People v. Cheche

OPINION OF THE COURT

W. Patrick Falvey, J.

Movants, Jackie Majerus, a reporter for The Citizen newspaper in Auburn, New York, and Charles Miller a reporter for *16the Syracuse Herald-Journal, The Syracuse Herald American and The Post-Standard, all newspapers in Syracuse, New York, seek orders quashing "subpoenas and testificandum” served on May 8, 1991 and May 9, 1991 respectively requiring each of them to testify on behalf of the People in the above-entitled criminal matter.

The movants each assert that as professional journalists, they have a qualified privileged from testifying under New York Civil Rights Law § 79-h as well as the First Amendment of the Federal Constitution and article I, § 8 of the New York State Constitution.

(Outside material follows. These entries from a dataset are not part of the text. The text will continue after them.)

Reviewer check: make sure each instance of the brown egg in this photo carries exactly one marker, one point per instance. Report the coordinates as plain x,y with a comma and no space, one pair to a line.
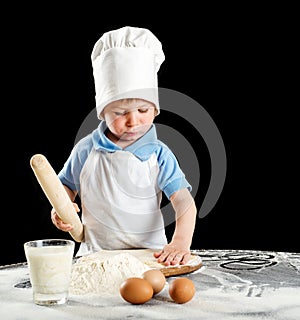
182,290
136,290
156,278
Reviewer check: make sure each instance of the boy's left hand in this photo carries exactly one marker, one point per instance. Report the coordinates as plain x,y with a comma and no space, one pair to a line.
172,254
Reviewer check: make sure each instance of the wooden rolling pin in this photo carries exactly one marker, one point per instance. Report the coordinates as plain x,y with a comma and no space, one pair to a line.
56,194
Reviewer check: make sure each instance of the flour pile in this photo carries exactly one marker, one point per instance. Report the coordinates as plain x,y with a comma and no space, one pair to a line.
103,275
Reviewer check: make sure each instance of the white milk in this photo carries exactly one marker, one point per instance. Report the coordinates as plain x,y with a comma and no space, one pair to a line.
50,272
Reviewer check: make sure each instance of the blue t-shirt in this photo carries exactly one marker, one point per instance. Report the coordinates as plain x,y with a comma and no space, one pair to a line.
170,177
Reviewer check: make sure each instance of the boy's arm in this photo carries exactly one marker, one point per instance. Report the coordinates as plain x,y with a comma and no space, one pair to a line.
178,250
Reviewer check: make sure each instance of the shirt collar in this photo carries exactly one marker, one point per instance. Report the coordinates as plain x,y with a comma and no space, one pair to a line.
142,148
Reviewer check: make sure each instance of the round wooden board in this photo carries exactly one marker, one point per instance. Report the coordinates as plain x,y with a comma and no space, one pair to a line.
181,269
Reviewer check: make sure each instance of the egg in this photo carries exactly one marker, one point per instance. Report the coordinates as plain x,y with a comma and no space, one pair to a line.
136,290
182,290
156,278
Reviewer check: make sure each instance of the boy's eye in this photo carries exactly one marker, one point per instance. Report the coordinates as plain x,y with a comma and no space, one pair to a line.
117,113
143,110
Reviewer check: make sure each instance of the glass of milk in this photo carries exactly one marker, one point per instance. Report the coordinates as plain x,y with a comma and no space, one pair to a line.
50,265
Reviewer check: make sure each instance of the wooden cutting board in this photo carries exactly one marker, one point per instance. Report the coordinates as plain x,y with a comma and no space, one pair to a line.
146,256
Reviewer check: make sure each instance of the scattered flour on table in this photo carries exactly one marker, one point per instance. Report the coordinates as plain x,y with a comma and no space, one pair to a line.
104,276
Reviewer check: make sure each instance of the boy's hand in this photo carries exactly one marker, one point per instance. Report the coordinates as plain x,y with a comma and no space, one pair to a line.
59,223
172,254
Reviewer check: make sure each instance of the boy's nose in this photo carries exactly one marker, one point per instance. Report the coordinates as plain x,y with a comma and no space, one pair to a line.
132,118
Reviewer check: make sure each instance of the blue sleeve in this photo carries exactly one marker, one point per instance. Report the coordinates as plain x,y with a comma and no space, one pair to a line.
70,173
170,177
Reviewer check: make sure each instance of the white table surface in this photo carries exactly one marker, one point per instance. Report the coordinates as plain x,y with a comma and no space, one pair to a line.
232,284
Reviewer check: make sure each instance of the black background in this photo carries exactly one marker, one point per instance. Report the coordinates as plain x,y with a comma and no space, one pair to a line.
238,65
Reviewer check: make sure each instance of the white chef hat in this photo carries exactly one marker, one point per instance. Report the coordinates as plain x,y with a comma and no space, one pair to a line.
125,64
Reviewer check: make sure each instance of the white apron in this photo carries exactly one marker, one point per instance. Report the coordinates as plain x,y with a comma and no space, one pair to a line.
120,202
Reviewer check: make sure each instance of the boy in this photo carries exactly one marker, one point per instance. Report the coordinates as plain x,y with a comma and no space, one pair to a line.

The subpoenas were issued by the District Attorney’s office as a result of various published interviews conducted with the defendant concerning his involvement with the charges pending against him. More specifically, the articles in question as provided by counsel were published in The Citizen on May 11, 1990; May 13, 1990; May 20, 1990; July 6, 1990; December 9, 1990; February 14, 1991 and an article undated but believed to be in 1991 and entitled "Family: Cheches Team Up in bail business”, in the Syracuse Post-Standard on May 12, 1990, and May 14, 1990, as well as The Syracuse Herald American on May 11, 1990 and May 13, 1990. It is noted that Civil Rights Law § 79-h was amended effective November 1, 1990. (L 1990, ch 33.) Therefore, Civil Rights Law § 79-h (bMg) is applicable to those articles published after November 1, 1990 and as to those published prior the court will rely on relevant case law.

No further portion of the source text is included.